The council previously ranked 20 candidates and narrowed the list to five. A committee of local city and business leaders interviewed two of the candidates but had not made a recommendation to the council.
At last Mondays regular meeting, a motion by Councilman Shannon Savick to hire Heckman died for lack of a second.
“Zoa has done an excellent job in her position,” Councilman Ron Gaines said. “But I feel that she does not meet our minimum qualifications for the job of administrator.” He added a “Sorry, Zoa,” to Heckman who was in attendance at the meeting. She responded with “It’s alright, Ron, I’m a big girl.”
“But I wonder why you put me through all of this being a finalist if you felt I did not qualify?” she asked.
A second motion by Councilman Stephen Burns to hire Miller was later withdrawn when it became apparent that the council was not comfortable offering her the job either.
The council spent some time debating hiring Miller, or reopening the process.
“If we start over it will be mid-October before someone is in place,” Mayor Dave Jacobson said. “And it is time to be working on next year’s budget.”
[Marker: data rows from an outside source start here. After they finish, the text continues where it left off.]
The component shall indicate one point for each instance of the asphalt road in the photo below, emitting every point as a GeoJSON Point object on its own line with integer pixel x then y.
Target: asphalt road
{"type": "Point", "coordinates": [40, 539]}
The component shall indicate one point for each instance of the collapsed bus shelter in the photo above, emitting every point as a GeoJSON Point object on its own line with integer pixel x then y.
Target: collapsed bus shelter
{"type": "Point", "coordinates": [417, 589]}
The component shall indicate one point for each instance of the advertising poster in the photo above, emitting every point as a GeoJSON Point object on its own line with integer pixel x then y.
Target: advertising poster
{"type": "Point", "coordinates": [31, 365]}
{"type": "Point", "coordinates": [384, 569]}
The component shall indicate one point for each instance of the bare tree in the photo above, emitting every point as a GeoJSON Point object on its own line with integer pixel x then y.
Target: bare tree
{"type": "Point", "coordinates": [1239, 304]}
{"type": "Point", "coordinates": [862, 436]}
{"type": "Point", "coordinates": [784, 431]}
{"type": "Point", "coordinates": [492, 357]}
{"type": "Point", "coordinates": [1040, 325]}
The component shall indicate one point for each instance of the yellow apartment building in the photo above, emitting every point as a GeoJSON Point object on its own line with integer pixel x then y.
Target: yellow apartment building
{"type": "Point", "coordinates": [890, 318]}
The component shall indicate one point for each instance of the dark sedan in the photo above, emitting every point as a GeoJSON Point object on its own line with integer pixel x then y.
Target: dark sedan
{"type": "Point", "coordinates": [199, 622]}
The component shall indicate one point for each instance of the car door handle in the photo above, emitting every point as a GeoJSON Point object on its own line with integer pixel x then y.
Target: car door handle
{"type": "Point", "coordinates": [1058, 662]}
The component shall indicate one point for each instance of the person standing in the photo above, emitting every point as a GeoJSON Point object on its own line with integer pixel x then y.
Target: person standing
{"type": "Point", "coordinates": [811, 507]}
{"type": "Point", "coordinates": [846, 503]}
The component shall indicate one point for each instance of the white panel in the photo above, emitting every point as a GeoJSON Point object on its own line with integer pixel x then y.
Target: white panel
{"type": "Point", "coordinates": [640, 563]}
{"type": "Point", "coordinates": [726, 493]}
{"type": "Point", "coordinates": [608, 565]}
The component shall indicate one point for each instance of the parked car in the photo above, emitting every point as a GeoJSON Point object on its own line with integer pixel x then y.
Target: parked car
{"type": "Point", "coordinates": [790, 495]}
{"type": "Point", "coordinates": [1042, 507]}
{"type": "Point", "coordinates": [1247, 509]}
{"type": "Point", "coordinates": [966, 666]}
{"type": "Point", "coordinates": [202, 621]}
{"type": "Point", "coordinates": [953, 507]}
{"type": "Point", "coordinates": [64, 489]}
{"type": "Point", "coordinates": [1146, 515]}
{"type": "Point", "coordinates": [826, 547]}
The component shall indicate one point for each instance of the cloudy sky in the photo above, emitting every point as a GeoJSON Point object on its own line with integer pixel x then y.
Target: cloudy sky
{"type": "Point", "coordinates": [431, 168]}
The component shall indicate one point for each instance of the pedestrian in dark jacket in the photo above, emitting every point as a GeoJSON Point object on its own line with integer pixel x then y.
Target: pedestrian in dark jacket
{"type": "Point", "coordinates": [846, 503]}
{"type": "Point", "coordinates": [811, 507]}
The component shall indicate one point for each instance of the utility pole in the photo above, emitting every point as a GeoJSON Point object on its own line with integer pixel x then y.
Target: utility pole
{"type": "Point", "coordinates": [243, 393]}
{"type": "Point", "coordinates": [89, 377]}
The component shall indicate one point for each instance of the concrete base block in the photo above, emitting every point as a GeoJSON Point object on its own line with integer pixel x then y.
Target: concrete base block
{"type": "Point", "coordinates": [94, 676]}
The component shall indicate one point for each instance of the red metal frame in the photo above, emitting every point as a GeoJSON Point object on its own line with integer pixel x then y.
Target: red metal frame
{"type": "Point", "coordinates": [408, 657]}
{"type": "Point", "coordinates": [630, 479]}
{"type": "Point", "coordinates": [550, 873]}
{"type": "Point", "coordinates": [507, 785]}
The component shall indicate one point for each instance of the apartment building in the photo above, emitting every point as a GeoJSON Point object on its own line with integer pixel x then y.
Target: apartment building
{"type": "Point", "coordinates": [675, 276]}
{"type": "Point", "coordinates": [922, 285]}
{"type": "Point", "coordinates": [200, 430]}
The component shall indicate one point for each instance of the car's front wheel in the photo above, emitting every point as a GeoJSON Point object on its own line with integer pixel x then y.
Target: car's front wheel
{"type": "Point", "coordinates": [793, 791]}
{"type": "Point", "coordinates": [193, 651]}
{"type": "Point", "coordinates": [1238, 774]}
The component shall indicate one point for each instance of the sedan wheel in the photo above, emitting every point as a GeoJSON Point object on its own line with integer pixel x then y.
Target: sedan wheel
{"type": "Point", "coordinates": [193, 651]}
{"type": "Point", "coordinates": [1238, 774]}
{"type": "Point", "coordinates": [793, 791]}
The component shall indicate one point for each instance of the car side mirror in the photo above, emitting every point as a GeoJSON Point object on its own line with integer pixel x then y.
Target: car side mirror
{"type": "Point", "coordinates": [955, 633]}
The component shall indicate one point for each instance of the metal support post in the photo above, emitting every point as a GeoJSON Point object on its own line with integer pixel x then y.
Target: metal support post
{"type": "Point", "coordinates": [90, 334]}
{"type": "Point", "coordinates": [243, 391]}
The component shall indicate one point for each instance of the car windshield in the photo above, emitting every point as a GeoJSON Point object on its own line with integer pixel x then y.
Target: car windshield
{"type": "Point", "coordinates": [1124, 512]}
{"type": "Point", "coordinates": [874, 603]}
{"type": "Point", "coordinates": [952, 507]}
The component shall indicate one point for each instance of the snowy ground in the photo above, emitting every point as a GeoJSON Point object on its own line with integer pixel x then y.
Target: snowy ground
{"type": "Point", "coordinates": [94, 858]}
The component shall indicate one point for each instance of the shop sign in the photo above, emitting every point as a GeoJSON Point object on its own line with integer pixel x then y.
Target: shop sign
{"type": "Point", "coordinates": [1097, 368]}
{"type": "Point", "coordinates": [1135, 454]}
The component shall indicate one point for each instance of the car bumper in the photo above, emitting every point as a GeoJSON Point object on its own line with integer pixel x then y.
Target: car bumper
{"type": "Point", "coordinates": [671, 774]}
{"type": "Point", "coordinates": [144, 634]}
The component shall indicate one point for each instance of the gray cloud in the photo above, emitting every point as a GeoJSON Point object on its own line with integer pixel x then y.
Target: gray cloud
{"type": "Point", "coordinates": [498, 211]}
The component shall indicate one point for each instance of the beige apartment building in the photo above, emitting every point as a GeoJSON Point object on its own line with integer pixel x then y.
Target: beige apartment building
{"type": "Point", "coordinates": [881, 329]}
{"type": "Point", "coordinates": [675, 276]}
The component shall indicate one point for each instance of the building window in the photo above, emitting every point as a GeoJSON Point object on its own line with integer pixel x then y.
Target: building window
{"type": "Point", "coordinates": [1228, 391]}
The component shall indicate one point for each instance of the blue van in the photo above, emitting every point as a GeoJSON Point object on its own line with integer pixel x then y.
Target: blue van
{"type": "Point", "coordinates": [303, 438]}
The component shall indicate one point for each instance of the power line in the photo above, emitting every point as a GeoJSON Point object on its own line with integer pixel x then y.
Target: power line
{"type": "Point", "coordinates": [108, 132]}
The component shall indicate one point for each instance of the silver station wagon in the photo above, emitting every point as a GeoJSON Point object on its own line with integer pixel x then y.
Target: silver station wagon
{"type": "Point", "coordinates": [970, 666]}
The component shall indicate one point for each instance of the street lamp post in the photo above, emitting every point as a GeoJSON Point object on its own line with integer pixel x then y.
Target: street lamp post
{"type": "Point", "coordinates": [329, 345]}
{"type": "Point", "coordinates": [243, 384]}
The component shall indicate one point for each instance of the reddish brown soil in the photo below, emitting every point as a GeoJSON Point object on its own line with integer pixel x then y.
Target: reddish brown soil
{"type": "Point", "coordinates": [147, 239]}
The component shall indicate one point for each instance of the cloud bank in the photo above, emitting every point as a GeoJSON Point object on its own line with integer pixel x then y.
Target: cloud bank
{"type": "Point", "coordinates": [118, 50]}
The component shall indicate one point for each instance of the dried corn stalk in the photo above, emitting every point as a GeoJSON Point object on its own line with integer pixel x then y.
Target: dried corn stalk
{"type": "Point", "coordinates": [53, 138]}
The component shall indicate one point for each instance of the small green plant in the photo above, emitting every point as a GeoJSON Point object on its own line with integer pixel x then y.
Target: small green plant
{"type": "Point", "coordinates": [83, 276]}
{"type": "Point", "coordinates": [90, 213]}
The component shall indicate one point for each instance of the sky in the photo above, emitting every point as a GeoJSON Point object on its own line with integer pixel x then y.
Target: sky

Both Gaines and Savick questioned some things in Miller’s background.
Jacobson said both candidates were clear on the criminal background checks, but there were a couple of issues on Miller’s credit check that had to do with her ex-husband and previous businesses the two owned.
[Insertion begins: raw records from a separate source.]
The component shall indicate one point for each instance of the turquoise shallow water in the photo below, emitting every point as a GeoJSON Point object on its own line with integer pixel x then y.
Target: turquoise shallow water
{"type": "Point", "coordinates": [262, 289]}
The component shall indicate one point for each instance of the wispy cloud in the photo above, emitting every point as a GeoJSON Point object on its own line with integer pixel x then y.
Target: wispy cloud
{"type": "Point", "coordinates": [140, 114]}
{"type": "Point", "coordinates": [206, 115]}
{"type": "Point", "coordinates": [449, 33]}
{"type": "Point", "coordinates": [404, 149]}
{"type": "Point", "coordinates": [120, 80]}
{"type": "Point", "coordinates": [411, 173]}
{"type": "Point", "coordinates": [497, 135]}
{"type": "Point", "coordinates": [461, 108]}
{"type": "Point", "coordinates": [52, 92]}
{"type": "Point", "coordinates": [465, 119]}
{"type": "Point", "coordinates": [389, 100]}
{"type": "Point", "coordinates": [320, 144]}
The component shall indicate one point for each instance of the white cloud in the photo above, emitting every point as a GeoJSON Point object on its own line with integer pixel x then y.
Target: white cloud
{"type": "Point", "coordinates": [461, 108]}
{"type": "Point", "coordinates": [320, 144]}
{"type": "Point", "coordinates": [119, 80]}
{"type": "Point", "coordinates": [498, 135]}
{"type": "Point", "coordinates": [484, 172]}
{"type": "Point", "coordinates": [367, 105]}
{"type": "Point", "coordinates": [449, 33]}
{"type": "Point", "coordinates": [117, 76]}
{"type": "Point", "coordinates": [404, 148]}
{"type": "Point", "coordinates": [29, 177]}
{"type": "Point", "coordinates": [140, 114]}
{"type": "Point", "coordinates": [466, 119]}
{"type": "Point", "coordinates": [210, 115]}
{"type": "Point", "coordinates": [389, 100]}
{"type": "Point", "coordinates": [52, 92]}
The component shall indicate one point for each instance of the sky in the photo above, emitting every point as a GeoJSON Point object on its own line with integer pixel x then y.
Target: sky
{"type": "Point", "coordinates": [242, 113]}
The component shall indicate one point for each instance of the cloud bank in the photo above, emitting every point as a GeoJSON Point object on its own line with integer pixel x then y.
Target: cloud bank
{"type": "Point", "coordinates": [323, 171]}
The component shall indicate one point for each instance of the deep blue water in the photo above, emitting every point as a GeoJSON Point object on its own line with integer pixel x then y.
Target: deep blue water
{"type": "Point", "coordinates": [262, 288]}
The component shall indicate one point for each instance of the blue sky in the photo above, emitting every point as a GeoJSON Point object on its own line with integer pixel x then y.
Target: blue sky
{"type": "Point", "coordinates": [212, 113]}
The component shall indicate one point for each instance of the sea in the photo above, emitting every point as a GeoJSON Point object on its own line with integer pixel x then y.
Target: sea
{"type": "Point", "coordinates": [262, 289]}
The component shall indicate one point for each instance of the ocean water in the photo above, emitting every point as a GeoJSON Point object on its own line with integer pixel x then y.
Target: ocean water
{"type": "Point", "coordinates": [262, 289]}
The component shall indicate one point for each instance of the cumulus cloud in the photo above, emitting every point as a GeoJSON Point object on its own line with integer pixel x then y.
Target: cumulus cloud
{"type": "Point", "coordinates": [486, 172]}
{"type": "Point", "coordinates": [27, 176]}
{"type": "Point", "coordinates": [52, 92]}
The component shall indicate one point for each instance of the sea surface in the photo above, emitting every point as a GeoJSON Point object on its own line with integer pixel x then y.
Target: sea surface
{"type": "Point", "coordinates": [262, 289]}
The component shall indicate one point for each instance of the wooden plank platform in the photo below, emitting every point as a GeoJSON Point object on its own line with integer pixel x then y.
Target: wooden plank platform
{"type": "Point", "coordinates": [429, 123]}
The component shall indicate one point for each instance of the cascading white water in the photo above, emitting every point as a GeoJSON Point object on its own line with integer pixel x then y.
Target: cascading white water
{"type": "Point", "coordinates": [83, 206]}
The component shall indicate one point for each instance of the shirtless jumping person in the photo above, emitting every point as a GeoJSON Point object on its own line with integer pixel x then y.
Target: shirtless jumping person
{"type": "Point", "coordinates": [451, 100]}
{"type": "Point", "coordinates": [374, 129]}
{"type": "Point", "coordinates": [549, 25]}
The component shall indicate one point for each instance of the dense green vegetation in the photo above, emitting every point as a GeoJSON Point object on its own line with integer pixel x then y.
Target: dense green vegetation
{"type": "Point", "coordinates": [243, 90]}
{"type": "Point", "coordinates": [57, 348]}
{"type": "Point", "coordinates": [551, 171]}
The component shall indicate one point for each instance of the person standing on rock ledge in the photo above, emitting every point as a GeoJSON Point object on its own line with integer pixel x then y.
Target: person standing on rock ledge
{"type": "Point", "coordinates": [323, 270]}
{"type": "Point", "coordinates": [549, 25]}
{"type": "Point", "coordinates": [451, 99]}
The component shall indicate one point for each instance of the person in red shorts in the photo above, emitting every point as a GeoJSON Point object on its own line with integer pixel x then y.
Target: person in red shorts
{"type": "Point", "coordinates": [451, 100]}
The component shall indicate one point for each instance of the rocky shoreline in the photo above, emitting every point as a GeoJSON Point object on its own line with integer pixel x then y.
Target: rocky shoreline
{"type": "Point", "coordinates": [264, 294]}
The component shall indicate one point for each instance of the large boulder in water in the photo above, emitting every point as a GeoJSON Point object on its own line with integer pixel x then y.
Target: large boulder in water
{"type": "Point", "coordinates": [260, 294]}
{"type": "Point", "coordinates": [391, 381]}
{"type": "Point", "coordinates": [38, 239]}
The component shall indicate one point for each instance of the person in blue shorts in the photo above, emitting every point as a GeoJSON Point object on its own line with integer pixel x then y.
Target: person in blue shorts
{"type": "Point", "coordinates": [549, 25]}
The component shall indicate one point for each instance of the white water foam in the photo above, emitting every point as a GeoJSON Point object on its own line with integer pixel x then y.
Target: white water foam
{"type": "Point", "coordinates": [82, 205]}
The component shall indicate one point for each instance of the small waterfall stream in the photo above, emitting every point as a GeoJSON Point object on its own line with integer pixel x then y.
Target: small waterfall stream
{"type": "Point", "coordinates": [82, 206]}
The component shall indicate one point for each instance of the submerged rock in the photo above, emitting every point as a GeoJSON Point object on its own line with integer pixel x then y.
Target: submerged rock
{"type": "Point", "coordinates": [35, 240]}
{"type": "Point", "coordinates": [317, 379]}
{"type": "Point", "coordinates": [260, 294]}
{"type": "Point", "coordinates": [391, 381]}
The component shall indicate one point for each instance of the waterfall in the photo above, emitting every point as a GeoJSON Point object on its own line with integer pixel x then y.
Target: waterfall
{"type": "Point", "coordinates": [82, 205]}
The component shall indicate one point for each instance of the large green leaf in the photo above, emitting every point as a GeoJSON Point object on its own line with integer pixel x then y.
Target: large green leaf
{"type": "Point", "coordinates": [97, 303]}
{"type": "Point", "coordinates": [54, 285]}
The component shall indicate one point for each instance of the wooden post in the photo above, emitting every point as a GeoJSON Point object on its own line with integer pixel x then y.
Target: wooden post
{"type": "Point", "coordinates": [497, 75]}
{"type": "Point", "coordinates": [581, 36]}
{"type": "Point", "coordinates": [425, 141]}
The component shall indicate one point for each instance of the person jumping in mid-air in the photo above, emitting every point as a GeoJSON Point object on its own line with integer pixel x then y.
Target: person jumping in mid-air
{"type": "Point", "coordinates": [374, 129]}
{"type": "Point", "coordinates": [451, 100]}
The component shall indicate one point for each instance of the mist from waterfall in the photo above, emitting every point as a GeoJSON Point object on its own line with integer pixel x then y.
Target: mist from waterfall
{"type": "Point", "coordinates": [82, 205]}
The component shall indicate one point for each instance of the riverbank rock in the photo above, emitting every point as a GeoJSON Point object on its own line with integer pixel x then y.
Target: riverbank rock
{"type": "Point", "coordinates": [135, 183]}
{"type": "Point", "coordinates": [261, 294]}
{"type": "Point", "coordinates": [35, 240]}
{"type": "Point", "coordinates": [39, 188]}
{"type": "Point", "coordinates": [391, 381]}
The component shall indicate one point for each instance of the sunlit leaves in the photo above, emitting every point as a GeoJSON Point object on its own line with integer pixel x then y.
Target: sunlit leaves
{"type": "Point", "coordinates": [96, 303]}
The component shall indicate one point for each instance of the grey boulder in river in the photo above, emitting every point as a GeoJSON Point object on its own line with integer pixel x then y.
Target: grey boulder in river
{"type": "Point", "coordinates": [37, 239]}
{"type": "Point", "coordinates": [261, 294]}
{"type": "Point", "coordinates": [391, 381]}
“I wondered about her listing municipal liquor store experience on her resume, when she later told us she had none,” Savick said. “I don’t think she has a lot of experience.”
Savick also questioned some dates on Miller’s resume.
Councilman Scott Linde said he scored Miller high during the interview process and would be comfortable offering her the position. He had seconded the motion to hire her, and later withdrew it.
“Diane, for me, is the better candidate, and other members of the committee felt the same way,” he said.
“There just are some things in her background that I don’t feel comfortable with,” Gaines countered. He added that the council has dealt with the budget before and could do so again, without an administrator in place.
Jacobson said he would make sure the council members had all 26 applications in their hands the next day. That way they could begin the ranking process again.
After the meeting the mayor told the Register that both Heckman’s and Miller’s resumes would be included in the batch of 26.
“I don’t think they were eliminated from consideration just because we didn’t choose them Monday night,” Jacobson said. “The council never voted to remove them, they just decided not to decide.”
Earlier in Monday’s meeting the council looked at a contract that would be offered to a new administrator, but eventually decided they did not need one and would just use the city’s personnel policy.
“Almost everything in this contract is covered by the personnel policy,” Jacobson said. “It has been what we have used for years and there has never been a problem.”
Savick had presented the contract, saying it had been drafted by City Attorney David Frundt.
“It includes a performance review process that we haven’t had before,” she said. “There are things covered in here that could save us money if for some reason the person does not meet our needs and we have to let them go.”
Jacobson listed several things in the contract that he felt were not needed, such as relocation allowance, auto allowance, and termination benefits.
The council decided to offer the administrator position based on the personnel policy, but add a provision of a six-month or one-year performance evaluation.